Expected to cover up to 210 miles with the biggest battery pack.
For the time being, you can get the funky Hyundai Kona exclusively with gasoline and diesel engines, but things will change sometime next year when the small crossover will go fully electric. Seen here getting a “refill” at a charging station, the zero-emissions CUV was carrying a heavy amount of camouflage, though we are not expecting any major styling changes.
We can already anticipate some of the design tweaks on the outside as the front grille will be modified to accommodate the charging port. Since there won’t be a combustion engine underneath the hood that would require cooling, it means Hyundai will be able to install a closed-off grille like it has already done with the Ioniq Electric. Some changes to the bumpers might be on the agenda, but nothing to write home about. Needless to say, the engineers will get rid of the exhaust system.
Latest intel suggests Hyundai has plans to sell the Kona Electric (or whatever it will be called) with two different battery packs: 40 kWh and a bigger 64 kWh. The latter should have enough juice for somewhere in the region of 210 miles as per EPA’s test cycle, which would put it in the same ballpark as the base Tesla Model 3 and the Chevy Bolt.

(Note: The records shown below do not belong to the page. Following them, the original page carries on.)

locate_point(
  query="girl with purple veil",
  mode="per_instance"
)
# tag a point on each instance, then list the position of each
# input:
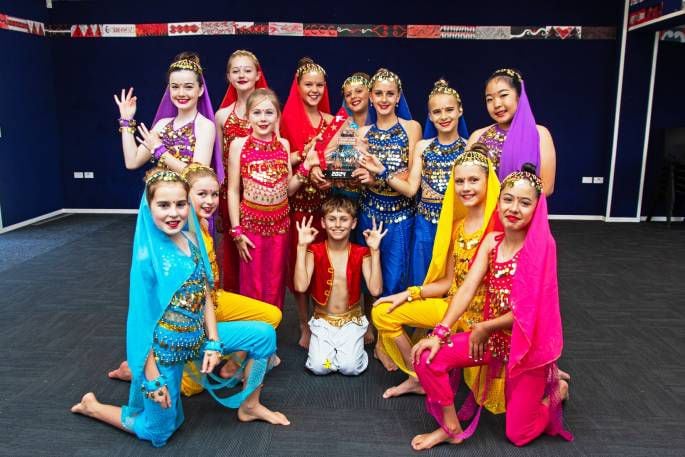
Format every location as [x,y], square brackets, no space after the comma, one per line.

The 64-kWh Kona is scheduled to land in the United States for the 2019 model year and retail for just under $40,000. According to the same report, LG Chem will be in charge of providing most of the powertrain’s components and it is believed the electric motor will be the same one inside the aforementioned Bolt.
Besides giving the Kona the EV treatment, Hyundai is also analyzing the prospects of doing a high-performance N version. However, it’s not a big priority right at the moment, so don’t expect to see it in the near future.